Read Landfalls Online

Authors: Naomi J. Williams

Landfalls (20 page)

I was tired of them all, so I wandered away from the fire. There is a rock I like, up the hill behind our summer village. You can look at the whole world from there. Standing high on the rock, I could see the fog over the ocean like a rolling plain of snow, lit from above by the sun. The Snow Men had come out of that fog, and I wished they would go back into it. The bay was purple below me. What was Kah Lituya doing down there? How could he not notice when the Snow Men came with their giant canoes? Why would he take one of our canoes and not theirs? Maybe it is not true about the bears, I thought. Or maybe the Snow Men's canoes are too big. Maybe Kah Lituya and his bears are afraid of the Snow Men.

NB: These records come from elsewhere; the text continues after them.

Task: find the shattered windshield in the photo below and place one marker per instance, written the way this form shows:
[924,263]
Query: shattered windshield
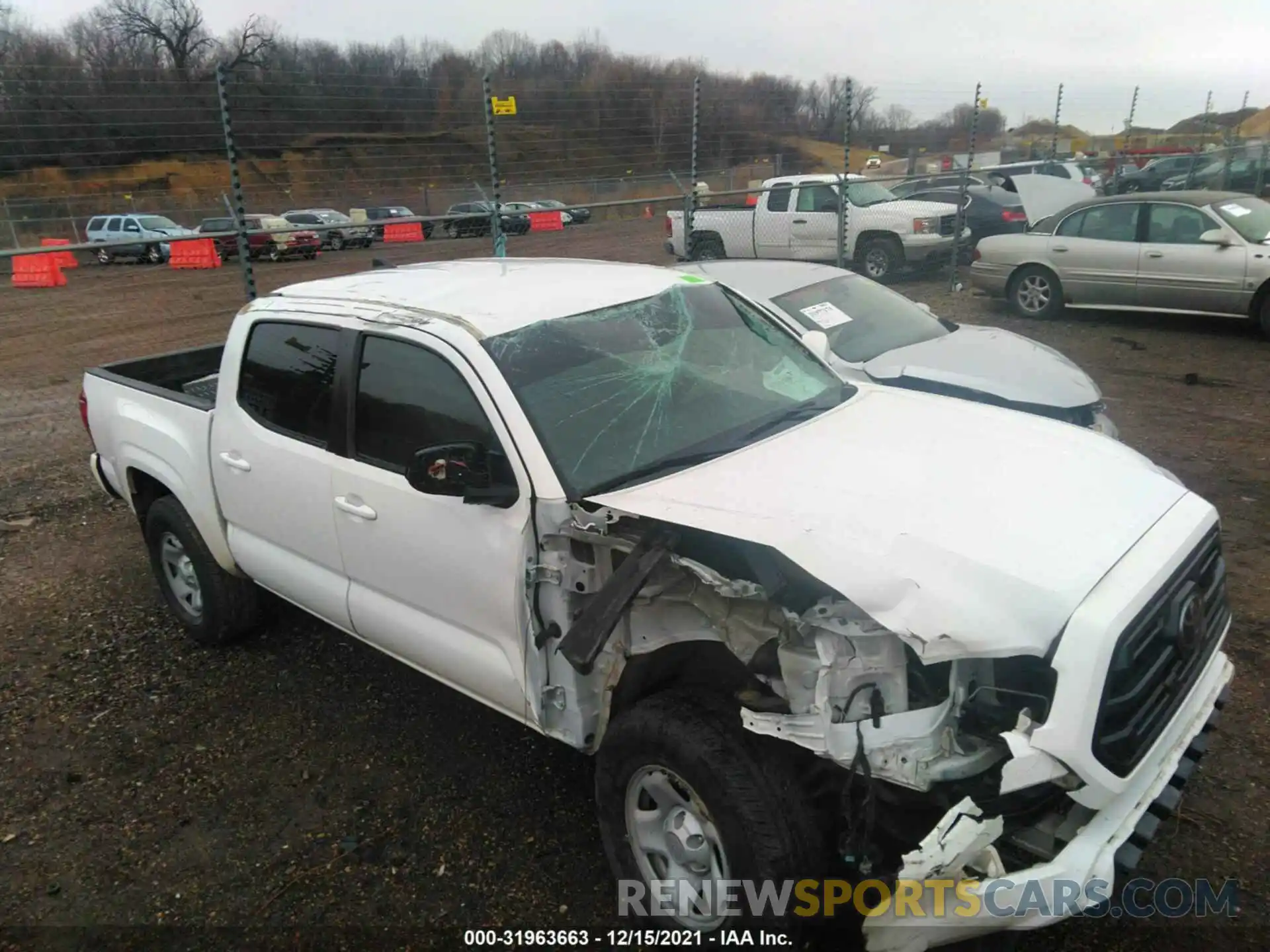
[861,317]
[632,391]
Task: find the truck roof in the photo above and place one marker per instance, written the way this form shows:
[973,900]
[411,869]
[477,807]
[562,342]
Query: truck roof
[495,295]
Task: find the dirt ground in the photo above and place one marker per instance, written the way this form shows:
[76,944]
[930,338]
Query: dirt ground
[302,790]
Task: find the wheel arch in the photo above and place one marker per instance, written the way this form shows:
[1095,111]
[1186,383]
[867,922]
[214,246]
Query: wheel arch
[150,479]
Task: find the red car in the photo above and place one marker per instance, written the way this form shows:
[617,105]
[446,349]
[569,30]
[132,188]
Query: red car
[285,240]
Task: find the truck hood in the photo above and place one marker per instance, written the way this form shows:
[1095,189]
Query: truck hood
[992,362]
[967,530]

I heard whistling behind me, and I spun around so fast I hurt my neck. I thought it was my cousin, the dead one, I even saw him for a moment, smaller than he should have been, but with the same straight nose and the eyebrows that came to a slight point over each eye. But it was just my little cousin. I had never really noticed before how much he looked like his brother. The setting sun made his skin look better. Did I scare you? he said. I wish you would stop following me, I told him. He climbed up onto the rock. We are supposed to marry, you know, he said, panting. So? I said. So maybe we should— he began. Should what? I said. I don't know, he said, Never mind. I scrambled down the rock and headed home. Wait for me, my cousin said, you are too fast. I never asked you to come along, I said. His wheezing grew fainter and fainter behind me as I walked, and when I heard nothing, I got worried, so I stopped and waited till I could hear him again before moving on, and that was how we got home that night, with me always ahead of him but making sure I could hear.

The next morning Kah Lituya took two of the Snow Men's canoes. I saw it.

Their giant canoes had many smaller canoes inside, all different sizes, some with oars and some with wings and some with both. That morning three of their canoes came out to our side of the bay—two of them big enough for ten men each, and a smaller one that fit six or seven. They looked like they were fishing, dropping strings in the water, and we all laughed and said, What are they doing? They will not catch anything like that. But then the canoes started running, running on the water, running toward the ocean, and we all stopped laughing, and someone said, Kah Lituya. One of the larger canoes turned and turned in the water, huge waves filling it and soaking the men, and then we saw the other big canoe rowing to help them, and Kah Lituya caught it too. Only the smaller canoe got away. Even from the hill we heard the Snow Men screaming, but only for a moment because the water swallowed them so fast. And then our men—my brothers, my father, my uncles—raced to their own canoes, to go to the two giant canoes by the island, the floating villages, to tell the Snow Men what they saw.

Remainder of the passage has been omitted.